Thursday evening 16 January 2020 at 17:40 hours, a square-lipped rhinoceros was born at Royal Burgers’ Zoo. The bull looks to be in good health. He is the eleventh rhinoceros to see the light of day at the Arnhem zoo since 1998. Burgers’ Zoo is among Europe's top five rhino breeders. There are a total of 90 zoos with square-lipped rhinoceros in Europe.

Eight square-lipped rhinoceros in Arnhem

With the birth of the square-lipped rhino bull, there are currently a total of eight of these odd-toed ungulates living in Burgers’ Safari—one adult male aged 27.5 years, three adult females aged 32, 19 and 16 years and four calves aged 2.5 years, 1 year and 10 months, four months and the newborn addition. The 19-year-old female is the mother of the newest member of the crash.
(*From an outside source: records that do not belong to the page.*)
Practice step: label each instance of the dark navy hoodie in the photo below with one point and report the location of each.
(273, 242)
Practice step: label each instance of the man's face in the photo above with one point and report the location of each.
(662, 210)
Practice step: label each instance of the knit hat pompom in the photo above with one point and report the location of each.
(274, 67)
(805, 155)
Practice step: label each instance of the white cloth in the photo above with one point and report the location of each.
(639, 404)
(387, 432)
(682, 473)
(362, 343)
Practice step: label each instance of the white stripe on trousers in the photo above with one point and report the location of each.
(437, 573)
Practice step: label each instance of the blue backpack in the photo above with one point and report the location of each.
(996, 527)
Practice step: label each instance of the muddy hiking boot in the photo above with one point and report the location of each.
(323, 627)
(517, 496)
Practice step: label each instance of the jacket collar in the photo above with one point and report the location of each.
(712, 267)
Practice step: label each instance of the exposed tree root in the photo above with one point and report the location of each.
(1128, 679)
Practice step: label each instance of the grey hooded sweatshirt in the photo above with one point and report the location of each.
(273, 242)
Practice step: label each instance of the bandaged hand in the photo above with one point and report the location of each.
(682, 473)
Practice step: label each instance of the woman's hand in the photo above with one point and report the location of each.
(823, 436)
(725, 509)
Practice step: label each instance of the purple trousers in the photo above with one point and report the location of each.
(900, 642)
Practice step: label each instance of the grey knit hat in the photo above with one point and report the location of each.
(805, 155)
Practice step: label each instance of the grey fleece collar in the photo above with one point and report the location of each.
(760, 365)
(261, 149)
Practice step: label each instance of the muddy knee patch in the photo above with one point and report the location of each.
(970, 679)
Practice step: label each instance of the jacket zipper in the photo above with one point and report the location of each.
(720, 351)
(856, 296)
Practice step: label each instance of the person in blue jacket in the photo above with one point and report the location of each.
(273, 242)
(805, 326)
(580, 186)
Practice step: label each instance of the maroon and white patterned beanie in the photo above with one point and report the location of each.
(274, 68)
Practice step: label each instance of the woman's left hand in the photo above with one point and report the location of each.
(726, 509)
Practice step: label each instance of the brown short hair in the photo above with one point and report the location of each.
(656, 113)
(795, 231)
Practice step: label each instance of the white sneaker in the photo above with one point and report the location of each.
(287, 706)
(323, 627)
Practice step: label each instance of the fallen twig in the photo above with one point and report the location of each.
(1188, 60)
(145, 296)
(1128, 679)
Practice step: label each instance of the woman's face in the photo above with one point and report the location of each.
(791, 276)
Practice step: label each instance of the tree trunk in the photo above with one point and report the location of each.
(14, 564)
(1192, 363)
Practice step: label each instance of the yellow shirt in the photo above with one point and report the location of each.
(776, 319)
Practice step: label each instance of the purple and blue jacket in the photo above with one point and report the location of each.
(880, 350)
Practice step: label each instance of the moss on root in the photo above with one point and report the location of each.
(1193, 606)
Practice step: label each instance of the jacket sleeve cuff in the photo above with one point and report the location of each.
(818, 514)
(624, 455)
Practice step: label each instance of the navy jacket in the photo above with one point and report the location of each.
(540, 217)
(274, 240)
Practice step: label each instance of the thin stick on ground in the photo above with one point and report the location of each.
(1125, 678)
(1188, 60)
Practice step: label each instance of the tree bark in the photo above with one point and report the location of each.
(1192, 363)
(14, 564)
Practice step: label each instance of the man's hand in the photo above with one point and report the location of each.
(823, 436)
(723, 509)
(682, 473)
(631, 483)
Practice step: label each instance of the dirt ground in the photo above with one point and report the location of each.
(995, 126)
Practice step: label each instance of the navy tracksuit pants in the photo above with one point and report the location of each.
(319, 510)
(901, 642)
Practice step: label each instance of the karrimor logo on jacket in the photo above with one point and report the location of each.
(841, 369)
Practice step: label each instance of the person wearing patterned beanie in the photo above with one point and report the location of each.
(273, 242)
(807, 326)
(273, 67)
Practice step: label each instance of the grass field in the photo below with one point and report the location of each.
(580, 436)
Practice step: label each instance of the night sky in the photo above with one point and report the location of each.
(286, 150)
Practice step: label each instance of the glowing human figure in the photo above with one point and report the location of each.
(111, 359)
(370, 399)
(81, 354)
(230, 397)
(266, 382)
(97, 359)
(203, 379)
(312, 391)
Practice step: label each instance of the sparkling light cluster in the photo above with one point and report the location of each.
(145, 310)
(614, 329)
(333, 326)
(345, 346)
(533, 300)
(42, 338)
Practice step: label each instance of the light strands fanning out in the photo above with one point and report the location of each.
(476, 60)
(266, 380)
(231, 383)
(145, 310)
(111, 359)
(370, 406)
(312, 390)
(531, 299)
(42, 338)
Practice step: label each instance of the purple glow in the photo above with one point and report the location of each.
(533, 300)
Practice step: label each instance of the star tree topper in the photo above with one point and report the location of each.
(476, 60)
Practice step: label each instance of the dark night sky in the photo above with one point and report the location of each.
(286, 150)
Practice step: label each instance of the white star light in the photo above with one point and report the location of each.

Top five rhinoceros breeders in Europe

Research carried out by Burgers’ Zoo shows that with this birth the Arnhem Zoo joins Serengeti-Park Hodenhagen (Germany), Knowsley Safari Park (England), ZSL Whipsnade Zoo (England) and Safaripark Beekse Bergen (The Netherlands) as one of the top five breeders of rhinoceros in Europe. Europe has a total of ninety zoos with square-lipped rhinoceros.

Causes that make breeding more difficult

Not all adult bulls are fertile, and rhinoceros cows often develop cysts in the uterine horns. As a result, the sperm can no longer reach the egg, or the egg cannot come loose from the ovary.
The cysts can also block the egg from passing through the fallopian tube, or the fertilised egg from nestling in the uterine wall. Young cows being hormonally suppressed by their mothers is another problem zoos face. In this situation, the young cows only become fertile after being transferred to another zoo, which lifts the oppression.